Popular Datasets

Basics

At the bottom of the Data Collections home page, you can find a Popular Datasets section containing the popular datasets in your organization’s Dataiku instance.

Popular Datasets are datasets that are considered the most relevant for reuse or publication to data collections, workspaces, or feature stores.

If you have the relevant permissions, you can use a popular dataset in your own projects or publish it into a Workspace, a Data Collection, or the Feature Store.

A dataset is considered popular if it satisfies the following conditions:

  • It has a recent last build date.

  • It has been shared with multiple projects.

  • It is used in at least one downstream recipe in a project it is shared with, and that recipe has been run at least once.

Optionally DSS administrators can strengthen these conditions by requiring a dataset to be trending, or part of a least one Data Collection.

Settings

DSS administrators can enable or disable Popular Datasets and tune the settings used for the computation.

To configure Popular Datasets, go to Administration > Settings > Misc.

The following parameters can be configured to drive the conditions a popular dataset must fulfill:

Parameter

Default value

Description

Max # days since last rebuild

30

The maximum number of days since the last build of your dataset. This parameter cannot be set to 0.

Max # days since last used by a new recipe

60

The maximum number of days since the dataset has had a new downstream recipe created in a shared project. This parameter cannot be set to 0. This parameter is also used when checking whether a dataset is trending.

Min # shares

3

The minimum number of projects a dataset must be shared with to be considered popular (excluding the source project). This parameter cannot be set to 0.

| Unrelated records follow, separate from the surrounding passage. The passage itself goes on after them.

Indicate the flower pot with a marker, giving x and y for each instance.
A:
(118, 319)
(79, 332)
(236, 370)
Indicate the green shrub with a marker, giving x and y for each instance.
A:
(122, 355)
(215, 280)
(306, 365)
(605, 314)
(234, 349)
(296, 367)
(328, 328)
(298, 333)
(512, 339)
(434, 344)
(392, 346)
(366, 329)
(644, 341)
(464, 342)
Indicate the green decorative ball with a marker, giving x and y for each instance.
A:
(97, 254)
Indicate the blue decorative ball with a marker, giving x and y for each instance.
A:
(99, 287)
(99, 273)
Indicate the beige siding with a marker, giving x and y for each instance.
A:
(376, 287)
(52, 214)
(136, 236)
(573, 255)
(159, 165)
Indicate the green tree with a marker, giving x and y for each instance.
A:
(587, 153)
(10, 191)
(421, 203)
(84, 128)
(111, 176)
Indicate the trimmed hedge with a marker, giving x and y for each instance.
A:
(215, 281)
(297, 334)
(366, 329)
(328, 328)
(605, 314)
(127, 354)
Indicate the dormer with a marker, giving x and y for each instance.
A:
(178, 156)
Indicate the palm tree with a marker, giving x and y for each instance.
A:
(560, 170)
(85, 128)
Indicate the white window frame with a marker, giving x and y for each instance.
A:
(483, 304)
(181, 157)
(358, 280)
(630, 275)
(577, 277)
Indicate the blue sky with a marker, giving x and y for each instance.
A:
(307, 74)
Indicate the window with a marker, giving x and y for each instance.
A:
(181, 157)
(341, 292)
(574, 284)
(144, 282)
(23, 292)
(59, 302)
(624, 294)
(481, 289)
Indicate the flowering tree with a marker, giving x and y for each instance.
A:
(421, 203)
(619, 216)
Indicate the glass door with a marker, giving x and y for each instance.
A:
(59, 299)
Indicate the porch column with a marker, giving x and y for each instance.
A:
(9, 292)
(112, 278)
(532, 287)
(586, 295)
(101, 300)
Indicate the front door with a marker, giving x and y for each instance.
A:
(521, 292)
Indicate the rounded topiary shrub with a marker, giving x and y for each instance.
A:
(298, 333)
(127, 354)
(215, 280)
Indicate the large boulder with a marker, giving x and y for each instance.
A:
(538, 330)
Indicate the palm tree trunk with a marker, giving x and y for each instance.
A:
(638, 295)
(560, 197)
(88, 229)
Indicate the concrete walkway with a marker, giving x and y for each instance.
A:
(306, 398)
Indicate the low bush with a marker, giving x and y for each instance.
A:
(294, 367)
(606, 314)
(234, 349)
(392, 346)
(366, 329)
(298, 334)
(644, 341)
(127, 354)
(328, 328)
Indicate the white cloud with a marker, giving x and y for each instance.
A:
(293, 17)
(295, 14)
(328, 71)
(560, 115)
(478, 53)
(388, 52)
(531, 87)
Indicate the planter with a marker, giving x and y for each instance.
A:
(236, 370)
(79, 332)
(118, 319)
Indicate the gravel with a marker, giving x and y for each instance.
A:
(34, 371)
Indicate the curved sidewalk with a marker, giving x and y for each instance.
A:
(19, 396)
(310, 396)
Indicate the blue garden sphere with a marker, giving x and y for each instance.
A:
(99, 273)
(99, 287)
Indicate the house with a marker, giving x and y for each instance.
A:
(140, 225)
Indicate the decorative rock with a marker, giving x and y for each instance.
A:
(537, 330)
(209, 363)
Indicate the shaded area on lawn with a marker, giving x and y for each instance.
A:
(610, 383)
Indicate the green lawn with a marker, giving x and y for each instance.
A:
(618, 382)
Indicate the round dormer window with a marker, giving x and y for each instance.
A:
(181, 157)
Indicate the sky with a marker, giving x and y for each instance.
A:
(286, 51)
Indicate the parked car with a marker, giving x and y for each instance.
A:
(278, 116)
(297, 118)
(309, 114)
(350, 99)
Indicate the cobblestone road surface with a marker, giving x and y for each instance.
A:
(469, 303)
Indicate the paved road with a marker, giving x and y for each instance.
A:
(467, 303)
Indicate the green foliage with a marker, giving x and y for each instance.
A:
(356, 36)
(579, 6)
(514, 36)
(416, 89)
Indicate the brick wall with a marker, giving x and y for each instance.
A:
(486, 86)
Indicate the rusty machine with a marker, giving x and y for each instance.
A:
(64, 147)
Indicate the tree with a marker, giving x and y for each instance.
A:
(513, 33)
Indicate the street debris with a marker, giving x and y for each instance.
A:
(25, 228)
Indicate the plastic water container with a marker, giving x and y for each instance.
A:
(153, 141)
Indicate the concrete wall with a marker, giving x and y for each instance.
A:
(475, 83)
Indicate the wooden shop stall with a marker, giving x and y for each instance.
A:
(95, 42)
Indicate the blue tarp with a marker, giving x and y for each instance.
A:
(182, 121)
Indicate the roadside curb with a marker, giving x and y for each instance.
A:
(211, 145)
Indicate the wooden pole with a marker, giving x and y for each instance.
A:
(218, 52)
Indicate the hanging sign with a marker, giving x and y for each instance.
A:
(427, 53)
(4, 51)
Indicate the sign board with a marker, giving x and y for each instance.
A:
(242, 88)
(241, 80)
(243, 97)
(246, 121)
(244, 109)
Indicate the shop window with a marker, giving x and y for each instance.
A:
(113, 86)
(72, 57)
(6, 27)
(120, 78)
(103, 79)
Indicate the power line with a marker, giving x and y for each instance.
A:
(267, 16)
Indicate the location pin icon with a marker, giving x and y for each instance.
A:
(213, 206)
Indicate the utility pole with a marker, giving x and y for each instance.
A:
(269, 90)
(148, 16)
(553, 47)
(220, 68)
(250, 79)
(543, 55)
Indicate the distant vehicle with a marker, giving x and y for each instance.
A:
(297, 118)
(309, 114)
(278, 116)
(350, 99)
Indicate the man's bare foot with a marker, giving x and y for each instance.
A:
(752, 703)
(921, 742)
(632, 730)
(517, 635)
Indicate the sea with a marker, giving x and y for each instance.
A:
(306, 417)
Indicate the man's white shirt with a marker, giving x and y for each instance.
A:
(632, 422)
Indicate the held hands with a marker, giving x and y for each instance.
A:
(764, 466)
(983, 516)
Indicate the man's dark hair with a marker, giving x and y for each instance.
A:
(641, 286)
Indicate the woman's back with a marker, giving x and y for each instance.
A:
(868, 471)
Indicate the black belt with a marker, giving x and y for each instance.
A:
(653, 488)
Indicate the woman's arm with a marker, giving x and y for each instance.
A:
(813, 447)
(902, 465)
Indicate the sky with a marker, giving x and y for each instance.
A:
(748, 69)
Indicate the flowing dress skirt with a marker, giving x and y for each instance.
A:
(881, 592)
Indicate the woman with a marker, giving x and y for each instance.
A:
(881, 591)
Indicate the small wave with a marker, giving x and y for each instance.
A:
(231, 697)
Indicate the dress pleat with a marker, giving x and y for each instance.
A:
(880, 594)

Only from data collections

false

If true, only consider a dataset as popular if it is part of at least one Data Collection.

Only trending datasets

false

If true, only consider a dataset as popular if it is trending. Trending datasets refer to datasets that exhibit an increasing pattern of new recipe creation over specific temporal windows, determined by analyzing historical usage data.

Note

Popular datasets are not detected across multiple DSS instances.